Menace iranienne : pour éviter une Shoah nucléaire…

Tous les voyants sont au rouge : selon le Lieutenant-colonel des renseignements militaires israéliens Raphael Ofek, spécialiste dans le domaine des armes de destruction massive : « L’ Iran est très proche du seuil nucléaire .»

Dans un article paru le 24 juin dans le journal du Begin-Sadat Center for Strategic studies de l’ Université Bar-Ilan, Raphael Ofek rappelle qu’aux dires mêmes d’ Olli Heinonen, ancien directeur général adjoint de l’Agence Internationale pour l’Énergie Atomique (AIEA) , l’Iran pourrait , s’il le décidait, produire une bombe atomique en six mois ou en huit mois !
Ce serait le temps nécessaire pour la République Islamique d’ Iran d’enrichir de l’uranium en quantité et en qualité requises pour produire une bombe nucléaire…

Nous avons appris le 1er juillet par la voix même du chef de la diplomatie iranienne, Mohammad Javad Zarif, que l’Iran avait violé les accords de 2015 (le Joint Comprehensive Plan of Action) en dépassant le seuil permis de 300 kg d’uranium (UF6). L’AIEA a confirmé les dires iraniens et le jour même Mojaba Zolnour, le président du comité des Affaires étrangères et de la sécurité nationale du parlement iranien n’a pas hésité à déclarer (dans l’ indifférence générale de la communauté internationale !) que «si l’Amérique (attaquait) l’Iran, Israël serait détruit en 30 minutes » .
Même si l’Iran n’a pas encore les capacités de détruire Israël par le feu nucléaire, il s’y prépare depuis des décennies ! Le fait que l’AIEA n’ait pu que constater la violations des accords de 2015 prouve que l’Iran fait ce qu’il veut quand il le veut. Nous nous rapprochons du gouffre et c’est maintenant ( même si on aurait dû le faire il y a des années) qu’il faut agir pour détruire le régime des Ayatollahs et des Pasdarans avant que l’ irréparable ne se produise .

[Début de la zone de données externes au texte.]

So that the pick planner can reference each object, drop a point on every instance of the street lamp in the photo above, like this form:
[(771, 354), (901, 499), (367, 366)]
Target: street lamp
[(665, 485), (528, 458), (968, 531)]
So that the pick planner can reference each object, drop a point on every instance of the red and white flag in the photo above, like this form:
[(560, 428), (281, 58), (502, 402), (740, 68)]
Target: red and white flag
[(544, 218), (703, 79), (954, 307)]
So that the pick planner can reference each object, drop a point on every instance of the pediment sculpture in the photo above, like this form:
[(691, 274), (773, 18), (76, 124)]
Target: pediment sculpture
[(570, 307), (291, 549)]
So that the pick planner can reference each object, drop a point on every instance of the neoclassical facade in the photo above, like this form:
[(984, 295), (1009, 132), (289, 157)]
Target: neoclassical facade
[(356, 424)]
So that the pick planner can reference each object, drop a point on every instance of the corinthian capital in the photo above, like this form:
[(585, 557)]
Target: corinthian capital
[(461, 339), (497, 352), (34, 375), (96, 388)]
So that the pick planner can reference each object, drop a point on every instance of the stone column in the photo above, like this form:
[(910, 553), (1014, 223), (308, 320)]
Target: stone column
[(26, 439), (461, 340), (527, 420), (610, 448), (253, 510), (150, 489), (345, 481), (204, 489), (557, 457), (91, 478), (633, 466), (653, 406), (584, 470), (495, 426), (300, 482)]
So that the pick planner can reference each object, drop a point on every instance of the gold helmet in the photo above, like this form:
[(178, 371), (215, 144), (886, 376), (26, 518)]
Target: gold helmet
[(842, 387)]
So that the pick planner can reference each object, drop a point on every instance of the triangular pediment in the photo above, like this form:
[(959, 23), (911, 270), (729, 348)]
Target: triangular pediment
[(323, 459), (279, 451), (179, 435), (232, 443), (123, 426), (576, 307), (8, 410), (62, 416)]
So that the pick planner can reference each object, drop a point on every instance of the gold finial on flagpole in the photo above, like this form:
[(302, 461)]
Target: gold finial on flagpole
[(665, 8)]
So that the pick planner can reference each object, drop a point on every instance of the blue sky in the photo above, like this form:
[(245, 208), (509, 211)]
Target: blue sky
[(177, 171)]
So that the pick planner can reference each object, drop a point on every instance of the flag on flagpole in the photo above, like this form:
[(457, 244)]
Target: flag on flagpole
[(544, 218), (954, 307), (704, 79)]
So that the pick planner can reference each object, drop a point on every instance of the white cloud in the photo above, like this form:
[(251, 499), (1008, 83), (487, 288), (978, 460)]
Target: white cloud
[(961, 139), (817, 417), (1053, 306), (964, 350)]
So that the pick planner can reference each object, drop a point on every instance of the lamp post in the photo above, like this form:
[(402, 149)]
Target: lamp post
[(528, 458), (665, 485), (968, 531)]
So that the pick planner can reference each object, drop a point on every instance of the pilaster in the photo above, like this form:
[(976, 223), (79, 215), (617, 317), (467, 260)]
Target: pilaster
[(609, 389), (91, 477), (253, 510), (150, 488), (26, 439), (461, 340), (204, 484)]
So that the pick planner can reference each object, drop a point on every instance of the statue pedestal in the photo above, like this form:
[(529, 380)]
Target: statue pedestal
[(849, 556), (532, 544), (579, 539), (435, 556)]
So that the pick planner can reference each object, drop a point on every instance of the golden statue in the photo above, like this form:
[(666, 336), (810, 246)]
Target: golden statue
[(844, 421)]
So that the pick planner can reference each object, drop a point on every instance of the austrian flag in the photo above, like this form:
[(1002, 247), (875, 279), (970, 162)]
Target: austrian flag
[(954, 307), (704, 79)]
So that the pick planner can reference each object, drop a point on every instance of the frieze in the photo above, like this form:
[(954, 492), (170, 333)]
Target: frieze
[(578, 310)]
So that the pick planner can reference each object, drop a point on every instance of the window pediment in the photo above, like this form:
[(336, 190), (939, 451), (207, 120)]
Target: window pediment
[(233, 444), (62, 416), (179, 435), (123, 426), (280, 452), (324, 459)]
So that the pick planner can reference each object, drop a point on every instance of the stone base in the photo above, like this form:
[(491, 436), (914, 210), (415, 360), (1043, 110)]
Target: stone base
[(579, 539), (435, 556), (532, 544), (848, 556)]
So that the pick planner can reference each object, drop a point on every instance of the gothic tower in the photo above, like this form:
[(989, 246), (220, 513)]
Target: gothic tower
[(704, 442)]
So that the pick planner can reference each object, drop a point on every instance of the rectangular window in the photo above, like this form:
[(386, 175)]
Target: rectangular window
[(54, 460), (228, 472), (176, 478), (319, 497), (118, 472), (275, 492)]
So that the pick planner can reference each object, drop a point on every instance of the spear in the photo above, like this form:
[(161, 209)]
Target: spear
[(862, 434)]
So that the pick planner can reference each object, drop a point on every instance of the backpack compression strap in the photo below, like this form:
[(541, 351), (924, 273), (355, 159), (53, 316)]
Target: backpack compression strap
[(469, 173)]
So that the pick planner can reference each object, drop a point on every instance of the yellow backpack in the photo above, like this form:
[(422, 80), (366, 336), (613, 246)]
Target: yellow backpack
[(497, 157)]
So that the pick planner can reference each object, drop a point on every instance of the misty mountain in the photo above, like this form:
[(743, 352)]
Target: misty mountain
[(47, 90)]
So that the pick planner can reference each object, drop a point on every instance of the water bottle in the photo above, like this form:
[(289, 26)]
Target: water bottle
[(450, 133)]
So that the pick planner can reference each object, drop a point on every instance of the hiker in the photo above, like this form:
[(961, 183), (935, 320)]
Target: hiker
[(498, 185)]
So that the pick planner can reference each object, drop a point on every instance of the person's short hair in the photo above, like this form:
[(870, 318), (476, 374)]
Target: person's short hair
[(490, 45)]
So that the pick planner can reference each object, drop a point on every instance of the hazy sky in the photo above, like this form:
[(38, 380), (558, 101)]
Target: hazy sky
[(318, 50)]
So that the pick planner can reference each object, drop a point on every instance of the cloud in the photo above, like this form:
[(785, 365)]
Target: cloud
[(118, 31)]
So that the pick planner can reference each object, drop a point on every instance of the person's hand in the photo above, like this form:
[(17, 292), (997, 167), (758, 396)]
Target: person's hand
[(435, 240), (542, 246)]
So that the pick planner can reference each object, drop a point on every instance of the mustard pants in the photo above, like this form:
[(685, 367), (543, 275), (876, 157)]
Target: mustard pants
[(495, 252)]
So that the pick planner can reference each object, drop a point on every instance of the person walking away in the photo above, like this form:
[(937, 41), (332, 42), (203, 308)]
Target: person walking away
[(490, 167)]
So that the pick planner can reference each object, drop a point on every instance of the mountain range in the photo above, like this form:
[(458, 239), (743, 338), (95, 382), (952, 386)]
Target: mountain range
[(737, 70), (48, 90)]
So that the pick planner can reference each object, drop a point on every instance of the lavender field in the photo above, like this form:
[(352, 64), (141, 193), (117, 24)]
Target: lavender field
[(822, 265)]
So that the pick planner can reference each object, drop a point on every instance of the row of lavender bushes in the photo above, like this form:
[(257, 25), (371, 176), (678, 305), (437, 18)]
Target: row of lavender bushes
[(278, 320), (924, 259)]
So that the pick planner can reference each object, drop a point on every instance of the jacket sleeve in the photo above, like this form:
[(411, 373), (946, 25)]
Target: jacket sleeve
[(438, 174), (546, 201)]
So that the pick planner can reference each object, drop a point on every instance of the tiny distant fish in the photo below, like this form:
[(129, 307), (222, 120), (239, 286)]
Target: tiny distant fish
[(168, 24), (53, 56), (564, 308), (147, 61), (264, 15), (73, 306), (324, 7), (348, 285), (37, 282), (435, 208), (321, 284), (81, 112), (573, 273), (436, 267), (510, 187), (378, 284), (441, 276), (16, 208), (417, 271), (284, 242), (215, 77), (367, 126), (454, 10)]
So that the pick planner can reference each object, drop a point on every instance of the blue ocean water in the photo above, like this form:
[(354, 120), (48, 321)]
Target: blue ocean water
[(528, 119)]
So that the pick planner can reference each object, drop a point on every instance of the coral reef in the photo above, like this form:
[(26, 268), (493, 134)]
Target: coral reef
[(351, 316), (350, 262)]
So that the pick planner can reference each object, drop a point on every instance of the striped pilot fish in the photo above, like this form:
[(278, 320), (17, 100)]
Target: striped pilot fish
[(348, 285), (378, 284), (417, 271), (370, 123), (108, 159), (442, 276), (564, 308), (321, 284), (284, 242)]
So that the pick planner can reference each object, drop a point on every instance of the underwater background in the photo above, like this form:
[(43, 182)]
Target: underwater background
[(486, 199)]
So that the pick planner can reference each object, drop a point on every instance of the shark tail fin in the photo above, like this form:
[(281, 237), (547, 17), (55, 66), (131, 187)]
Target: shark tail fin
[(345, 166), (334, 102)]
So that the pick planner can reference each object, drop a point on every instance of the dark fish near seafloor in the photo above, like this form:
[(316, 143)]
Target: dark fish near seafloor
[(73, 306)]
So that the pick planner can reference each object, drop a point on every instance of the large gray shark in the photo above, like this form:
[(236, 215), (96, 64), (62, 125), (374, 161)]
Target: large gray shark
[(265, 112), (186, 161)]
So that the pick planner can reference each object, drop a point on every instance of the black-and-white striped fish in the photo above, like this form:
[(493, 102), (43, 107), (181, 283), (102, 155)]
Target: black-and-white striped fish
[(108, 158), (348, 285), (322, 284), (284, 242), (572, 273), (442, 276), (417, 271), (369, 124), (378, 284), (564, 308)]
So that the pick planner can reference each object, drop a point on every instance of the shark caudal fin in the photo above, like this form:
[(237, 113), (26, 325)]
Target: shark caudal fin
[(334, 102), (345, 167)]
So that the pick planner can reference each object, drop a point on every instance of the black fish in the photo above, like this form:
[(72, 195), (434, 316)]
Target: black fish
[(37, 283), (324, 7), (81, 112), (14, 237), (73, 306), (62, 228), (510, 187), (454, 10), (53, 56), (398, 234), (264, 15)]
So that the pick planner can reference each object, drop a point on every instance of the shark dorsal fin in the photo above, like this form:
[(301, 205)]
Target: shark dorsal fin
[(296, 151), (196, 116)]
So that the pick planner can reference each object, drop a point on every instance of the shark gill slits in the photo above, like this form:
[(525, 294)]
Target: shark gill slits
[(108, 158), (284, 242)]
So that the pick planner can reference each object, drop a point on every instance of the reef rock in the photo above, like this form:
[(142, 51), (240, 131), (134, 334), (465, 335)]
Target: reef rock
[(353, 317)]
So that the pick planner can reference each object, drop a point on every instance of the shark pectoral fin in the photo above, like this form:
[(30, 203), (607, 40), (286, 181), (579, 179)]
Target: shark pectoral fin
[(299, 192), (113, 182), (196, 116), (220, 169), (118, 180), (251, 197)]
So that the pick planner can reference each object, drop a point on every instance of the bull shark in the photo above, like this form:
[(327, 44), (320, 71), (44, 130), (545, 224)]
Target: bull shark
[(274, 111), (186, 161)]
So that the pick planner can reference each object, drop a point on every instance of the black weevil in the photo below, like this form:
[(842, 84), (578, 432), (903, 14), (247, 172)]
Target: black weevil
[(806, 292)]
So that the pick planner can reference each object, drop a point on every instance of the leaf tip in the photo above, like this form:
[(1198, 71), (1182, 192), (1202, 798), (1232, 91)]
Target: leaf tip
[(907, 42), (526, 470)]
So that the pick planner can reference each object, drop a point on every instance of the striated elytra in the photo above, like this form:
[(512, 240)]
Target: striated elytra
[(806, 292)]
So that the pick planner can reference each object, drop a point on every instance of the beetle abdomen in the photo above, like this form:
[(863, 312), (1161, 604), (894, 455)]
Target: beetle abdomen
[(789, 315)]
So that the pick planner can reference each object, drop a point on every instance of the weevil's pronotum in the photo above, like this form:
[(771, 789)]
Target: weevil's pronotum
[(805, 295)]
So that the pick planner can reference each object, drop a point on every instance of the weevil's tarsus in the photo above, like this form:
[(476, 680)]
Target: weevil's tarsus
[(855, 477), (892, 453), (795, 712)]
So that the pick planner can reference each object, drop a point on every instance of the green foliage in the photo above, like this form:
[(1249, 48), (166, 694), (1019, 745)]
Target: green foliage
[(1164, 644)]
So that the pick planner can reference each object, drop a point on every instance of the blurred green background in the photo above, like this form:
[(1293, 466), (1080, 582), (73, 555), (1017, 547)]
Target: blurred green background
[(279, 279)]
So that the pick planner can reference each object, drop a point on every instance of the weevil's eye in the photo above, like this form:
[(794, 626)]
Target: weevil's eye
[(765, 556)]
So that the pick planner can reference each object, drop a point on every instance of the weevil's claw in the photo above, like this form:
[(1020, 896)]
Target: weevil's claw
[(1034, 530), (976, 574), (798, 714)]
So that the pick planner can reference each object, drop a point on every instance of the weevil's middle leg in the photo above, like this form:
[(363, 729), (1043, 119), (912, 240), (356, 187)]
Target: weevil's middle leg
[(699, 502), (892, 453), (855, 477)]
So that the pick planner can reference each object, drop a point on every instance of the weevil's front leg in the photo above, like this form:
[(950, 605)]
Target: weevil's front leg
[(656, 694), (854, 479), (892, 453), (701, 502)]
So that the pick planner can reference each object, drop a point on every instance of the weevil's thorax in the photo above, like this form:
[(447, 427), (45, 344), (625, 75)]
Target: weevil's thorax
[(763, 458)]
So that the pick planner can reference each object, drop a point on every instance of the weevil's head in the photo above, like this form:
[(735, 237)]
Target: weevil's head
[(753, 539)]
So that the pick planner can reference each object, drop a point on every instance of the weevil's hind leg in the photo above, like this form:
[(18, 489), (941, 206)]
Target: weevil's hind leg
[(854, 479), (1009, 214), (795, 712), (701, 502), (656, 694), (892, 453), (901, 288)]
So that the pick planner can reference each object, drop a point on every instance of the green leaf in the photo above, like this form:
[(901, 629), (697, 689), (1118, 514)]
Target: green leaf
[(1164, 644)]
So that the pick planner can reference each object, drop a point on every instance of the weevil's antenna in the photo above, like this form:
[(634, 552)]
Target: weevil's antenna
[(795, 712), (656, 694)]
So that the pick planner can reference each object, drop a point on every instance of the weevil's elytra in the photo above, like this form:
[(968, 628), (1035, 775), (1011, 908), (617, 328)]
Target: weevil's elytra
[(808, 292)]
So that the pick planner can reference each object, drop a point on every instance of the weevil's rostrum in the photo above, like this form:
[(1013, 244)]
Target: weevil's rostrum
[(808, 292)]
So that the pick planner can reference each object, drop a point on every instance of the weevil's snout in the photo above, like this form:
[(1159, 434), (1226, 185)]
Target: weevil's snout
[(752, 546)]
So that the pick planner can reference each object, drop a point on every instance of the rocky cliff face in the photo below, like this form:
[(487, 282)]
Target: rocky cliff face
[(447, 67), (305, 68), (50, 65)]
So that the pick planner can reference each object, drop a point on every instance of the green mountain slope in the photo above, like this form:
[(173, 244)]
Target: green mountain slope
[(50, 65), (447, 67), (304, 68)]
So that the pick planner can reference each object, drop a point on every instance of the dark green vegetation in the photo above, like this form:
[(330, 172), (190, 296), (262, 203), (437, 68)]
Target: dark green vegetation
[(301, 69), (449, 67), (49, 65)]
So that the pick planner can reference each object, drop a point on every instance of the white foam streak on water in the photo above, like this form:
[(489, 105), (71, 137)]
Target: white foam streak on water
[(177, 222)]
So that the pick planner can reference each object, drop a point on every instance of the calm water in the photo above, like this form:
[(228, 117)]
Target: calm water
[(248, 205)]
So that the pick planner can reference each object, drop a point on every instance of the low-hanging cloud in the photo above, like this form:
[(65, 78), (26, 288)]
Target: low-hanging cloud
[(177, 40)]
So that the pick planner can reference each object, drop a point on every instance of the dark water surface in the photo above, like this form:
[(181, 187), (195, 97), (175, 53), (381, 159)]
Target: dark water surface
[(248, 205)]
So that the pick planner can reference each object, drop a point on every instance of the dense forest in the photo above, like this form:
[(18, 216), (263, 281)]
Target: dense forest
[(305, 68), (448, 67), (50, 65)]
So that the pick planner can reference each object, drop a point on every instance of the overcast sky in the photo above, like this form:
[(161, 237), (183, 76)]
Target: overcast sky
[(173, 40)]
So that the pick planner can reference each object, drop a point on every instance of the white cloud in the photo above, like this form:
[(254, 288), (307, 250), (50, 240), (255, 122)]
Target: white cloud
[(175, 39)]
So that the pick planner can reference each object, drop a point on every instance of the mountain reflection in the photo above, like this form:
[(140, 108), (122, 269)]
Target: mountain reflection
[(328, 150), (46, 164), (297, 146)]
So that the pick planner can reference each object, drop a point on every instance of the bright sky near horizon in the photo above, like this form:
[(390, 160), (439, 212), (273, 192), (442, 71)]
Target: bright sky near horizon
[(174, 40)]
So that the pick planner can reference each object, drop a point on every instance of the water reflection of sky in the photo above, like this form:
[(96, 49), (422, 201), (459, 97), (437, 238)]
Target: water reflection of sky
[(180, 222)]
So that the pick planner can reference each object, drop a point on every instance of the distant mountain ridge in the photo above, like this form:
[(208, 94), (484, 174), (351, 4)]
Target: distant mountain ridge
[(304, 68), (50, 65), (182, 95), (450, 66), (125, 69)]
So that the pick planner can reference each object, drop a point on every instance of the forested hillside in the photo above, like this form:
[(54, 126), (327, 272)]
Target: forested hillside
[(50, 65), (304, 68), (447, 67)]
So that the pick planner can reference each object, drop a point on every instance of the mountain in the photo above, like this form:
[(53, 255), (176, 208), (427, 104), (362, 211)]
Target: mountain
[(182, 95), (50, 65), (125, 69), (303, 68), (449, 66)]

Lorsque j’avais interviewé il y a plusieurs années le très influent Yuval Steinitz – l’actuel ministre des infrastructures nationales et de l’énergie, chargé de la Commission de l’Énergie Atomique d’ Israël-, celui-ci m’avait indiqué que l’Iran cherchait à produire au moins une centaine d’ogives atomiques (Steinitz vota pourtant par la suite contre une intervention israélienne lors d’une réunion d’un comité ministériel réduit en 2011) .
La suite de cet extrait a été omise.